The axing of its international titles represents around 19,000 copies of the Guardian and 18,000 copies of the Observer. It gives a clear indication of the diminishing role of print and a sneak peak at what the future of the newspaper industry will look like.
As I wrote, when the Guardian unveiled its digital-first-strategy, this is the strongest admission we have yet that we are moving ahead to a future where print is receding in the rear view mirror. This adds weight to that and weight to the idea that newspapers are now willing to slow cut back on print.
The move is also confirmation of what Guardian editor Alan Rusbridger said that readers no longer read newspapers in the same way, which lead to the question: why publish them in the same way? The Guardian has answered that question – in part at least.

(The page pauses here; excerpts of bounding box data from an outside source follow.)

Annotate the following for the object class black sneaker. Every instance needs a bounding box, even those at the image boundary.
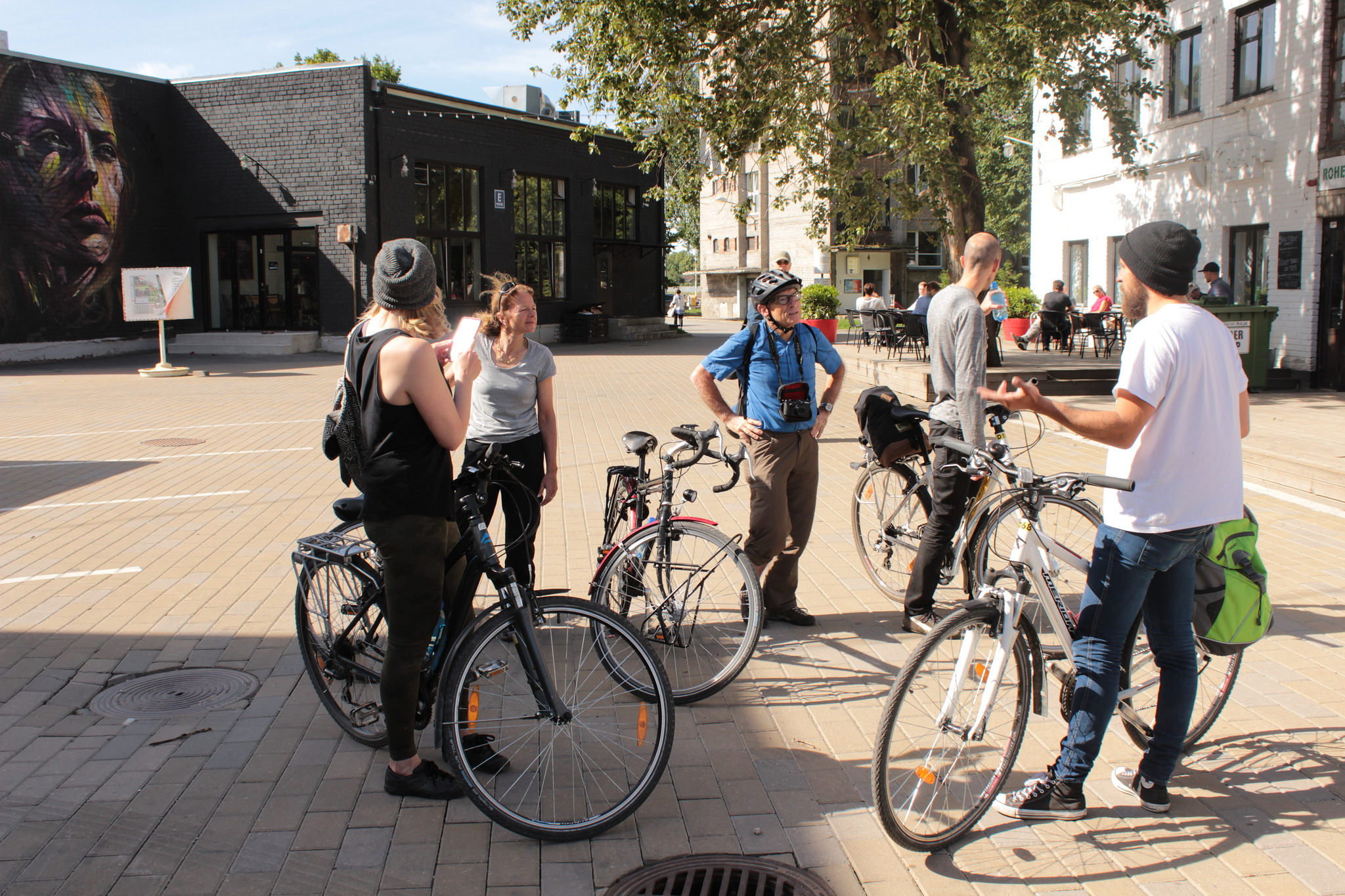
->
[765,605,818,626]
[384,759,463,800]
[996,777,1088,821]
[1111,765,1172,811]
[463,735,508,775]
[901,610,943,634]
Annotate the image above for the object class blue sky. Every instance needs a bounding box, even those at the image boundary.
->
[0,0,586,110]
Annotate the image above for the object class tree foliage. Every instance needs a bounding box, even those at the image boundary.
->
[286,47,402,83]
[500,0,1168,270]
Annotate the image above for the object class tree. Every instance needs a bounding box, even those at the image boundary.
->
[500,0,1168,272]
[663,253,699,286]
[286,47,402,85]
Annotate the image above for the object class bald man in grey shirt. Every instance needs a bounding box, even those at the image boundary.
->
[901,234,1000,634]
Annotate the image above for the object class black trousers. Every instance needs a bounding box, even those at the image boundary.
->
[458,433,546,587]
[364,516,471,761]
[906,421,973,616]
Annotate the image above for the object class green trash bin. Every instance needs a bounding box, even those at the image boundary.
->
[1205,305,1279,393]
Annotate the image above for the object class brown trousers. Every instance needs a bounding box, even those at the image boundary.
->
[742,430,818,612]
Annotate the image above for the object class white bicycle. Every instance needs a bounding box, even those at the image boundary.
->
[871,439,1241,851]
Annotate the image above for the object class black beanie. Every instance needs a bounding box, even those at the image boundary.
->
[1116,221,1200,295]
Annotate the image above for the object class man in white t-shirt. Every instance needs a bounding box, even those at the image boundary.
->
[982,222,1251,819]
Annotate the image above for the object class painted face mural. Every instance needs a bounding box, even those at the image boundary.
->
[0,58,129,339]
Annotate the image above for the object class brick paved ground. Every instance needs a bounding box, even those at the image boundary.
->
[0,320,1345,896]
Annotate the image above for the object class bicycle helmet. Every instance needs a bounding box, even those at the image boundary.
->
[748,268,803,308]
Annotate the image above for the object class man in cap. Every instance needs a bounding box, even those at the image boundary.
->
[982,221,1251,819]
[692,268,845,626]
[1200,262,1233,305]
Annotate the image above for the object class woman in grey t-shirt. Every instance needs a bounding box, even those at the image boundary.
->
[463,272,560,586]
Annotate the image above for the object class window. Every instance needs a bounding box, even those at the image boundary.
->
[593,184,640,239]
[1168,28,1200,116]
[1233,0,1275,98]
[514,175,566,299]
[1327,0,1345,142]
[906,230,943,267]
[1113,59,1141,125]
[1228,224,1269,305]
[1065,239,1088,304]
[416,161,481,302]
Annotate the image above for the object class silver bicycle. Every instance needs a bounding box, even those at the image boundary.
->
[871,439,1241,851]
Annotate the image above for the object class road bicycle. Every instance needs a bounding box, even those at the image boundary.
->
[292,452,674,841]
[589,423,765,704]
[850,404,1101,654]
[871,439,1241,851]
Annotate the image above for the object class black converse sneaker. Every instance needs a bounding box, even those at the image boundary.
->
[1111,765,1172,811]
[996,775,1088,821]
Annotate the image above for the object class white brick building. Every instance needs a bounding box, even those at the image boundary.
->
[1032,0,1345,388]
[697,147,943,318]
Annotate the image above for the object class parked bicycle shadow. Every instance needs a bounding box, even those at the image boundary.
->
[924,728,1345,888]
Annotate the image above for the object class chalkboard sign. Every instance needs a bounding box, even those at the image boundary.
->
[1275,230,1304,289]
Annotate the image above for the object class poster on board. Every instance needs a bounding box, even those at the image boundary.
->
[121,267,195,321]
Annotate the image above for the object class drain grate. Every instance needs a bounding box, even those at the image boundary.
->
[607,856,835,896]
[89,669,261,719]
[141,439,206,447]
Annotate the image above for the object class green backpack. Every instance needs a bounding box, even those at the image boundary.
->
[1192,507,1273,657]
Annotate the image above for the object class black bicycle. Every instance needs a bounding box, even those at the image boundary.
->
[589,423,764,704]
[292,453,674,841]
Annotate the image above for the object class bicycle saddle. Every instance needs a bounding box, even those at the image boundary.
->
[332,494,364,523]
[621,430,659,457]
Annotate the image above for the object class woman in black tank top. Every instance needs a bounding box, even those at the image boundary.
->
[345,239,492,800]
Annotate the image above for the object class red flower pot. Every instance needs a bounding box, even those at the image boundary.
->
[803,317,837,343]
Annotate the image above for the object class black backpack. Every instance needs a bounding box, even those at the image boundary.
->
[854,385,929,466]
[323,333,368,492]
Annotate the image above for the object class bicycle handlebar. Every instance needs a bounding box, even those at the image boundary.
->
[929,435,1136,492]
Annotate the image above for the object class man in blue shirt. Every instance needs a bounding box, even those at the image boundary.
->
[692,270,845,626]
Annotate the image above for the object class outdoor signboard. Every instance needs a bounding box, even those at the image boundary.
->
[121,267,194,321]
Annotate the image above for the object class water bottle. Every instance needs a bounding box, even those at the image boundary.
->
[986,281,1009,321]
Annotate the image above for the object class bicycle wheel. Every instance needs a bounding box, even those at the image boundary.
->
[1120,619,1243,752]
[295,557,387,747]
[439,598,674,841]
[850,463,929,601]
[589,520,764,704]
[971,494,1101,656]
[873,601,1032,851]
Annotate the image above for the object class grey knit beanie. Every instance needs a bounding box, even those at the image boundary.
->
[1116,221,1200,295]
[374,239,435,312]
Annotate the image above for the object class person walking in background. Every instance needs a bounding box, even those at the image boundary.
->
[345,239,495,800]
[981,221,1251,819]
[1200,262,1233,305]
[669,289,686,329]
[692,270,845,626]
[901,234,1000,634]
[463,272,560,596]
[1013,280,1074,351]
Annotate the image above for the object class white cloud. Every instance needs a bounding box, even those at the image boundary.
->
[132,62,191,78]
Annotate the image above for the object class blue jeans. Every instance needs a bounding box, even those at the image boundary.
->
[1055,525,1209,784]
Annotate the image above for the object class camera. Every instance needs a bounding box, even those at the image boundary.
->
[775,383,812,423]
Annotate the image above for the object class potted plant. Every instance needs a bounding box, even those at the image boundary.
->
[1000,286,1041,339]
[803,284,841,343]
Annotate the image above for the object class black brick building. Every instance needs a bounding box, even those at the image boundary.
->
[0,54,663,343]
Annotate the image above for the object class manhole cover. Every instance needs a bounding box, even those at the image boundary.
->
[89,669,261,719]
[141,439,206,447]
[607,856,834,896]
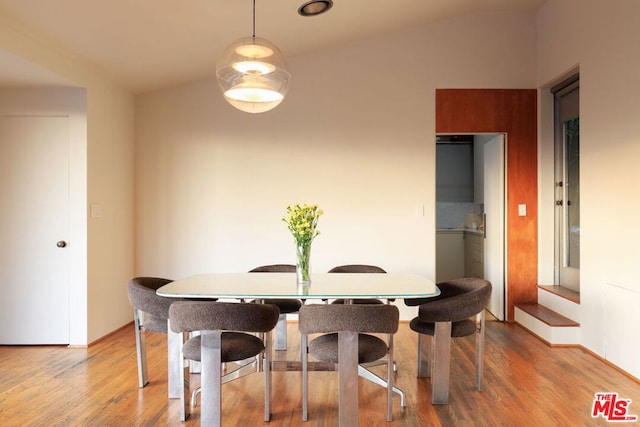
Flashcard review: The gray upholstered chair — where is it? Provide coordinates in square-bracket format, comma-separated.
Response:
[169, 301, 280, 426]
[406, 278, 491, 404]
[128, 277, 176, 388]
[329, 264, 386, 304]
[249, 264, 302, 350]
[298, 304, 400, 421]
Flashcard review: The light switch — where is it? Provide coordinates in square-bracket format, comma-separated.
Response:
[90, 204, 102, 218]
[518, 204, 527, 216]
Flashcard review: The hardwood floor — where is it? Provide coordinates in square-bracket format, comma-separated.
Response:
[0, 321, 640, 427]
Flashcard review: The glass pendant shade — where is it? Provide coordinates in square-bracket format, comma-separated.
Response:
[216, 37, 291, 113]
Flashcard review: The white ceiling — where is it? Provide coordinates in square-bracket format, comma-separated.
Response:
[0, 0, 546, 93]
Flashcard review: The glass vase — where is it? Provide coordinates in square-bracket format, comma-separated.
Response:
[296, 243, 311, 290]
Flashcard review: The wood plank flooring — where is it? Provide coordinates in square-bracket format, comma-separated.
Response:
[0, 321, 640, 427]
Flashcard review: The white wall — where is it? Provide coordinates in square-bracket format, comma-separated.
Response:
[538, 0, 640, 377]
[0, 15, 134, 345]
[136, 10, 535, 319]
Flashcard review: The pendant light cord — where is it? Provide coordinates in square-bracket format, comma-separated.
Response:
[252, 0, 256, 39]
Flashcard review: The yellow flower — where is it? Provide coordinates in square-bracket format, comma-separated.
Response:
[282, 203, 324, 245]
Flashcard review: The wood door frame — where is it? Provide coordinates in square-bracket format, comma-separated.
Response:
[436, 89, 538, 321]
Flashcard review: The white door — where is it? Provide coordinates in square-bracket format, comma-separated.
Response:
[0, 116, 70, 344]
[484, 135, 506, 320]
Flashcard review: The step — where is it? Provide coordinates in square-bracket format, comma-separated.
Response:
[538, 286, 582, 323]
[515, 303, 580, 346]
[538, 285, 580, 304]
[516, 302, 580, 327]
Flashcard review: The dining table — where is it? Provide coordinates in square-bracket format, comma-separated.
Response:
[156, 273, 442, 425]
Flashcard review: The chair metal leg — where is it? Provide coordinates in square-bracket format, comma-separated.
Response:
[167, 320, 185, 399]
[431, 322, 451, 405]
[263, 330, 272, 422]
[476, 310, 484, 391]
[387, 334, 394, 421]
[300, 334, 309, 421]
[200, 331, 222, 427]
[275, 313, 287, 350]
[133, 307, 149, 388]
[178, 334, 189, 421]
[338, 331, 359, 427]
[418, 334, 431, 378]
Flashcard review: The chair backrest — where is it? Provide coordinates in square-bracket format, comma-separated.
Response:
[249, 264, 296, 273]
[418, 278, 491, 322]
[169, 301, 280, 332]
[298, 304, 400, 334]
[128, 277, 176, 319]
[329, 264, 386, 273]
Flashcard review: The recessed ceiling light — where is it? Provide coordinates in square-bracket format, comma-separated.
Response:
[298, 0, 333, 16]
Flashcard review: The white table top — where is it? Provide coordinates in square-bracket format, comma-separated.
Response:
[157, 273, 440, 299]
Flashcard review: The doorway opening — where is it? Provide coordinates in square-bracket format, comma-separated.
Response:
[551, 74, 580, 292]
[436, 134, 507, 320]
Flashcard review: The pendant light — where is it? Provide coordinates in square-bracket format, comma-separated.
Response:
[216, 0, 291, 113]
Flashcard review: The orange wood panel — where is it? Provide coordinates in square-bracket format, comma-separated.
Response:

The international editions are currently printed at five sites in New York, Frankfurt, Madrid, Malta and Cyprus.
Adam Freeman, Executive Director – Commercial, GNM, said: “Our international print editions have been a valued part of what we do for a number of years, but as a result of the structural changes affecting all printed newspapers we have been steadily reducing the amount of copies we publish outside the UK since 2010 due to reasons of demand and cost. We will continue to serve our growing international audience via our website and other digital platforms and we will also increase the distribution of Guardian Weekly.”
He added that the move was one of a “number of steps that will allow us to focus our efforts and resources on digital platforms and subscription-based products”. He said these would include its forthcoming launches on Kindle and iPad.
What’s interesting here, and adds to the digital is the future picture, is that the scaling back of its international print effort comes as it expands its digital operations internationally and specifically in the US. The Guardian is going head to head with the MailOnline in the battle for US visitors.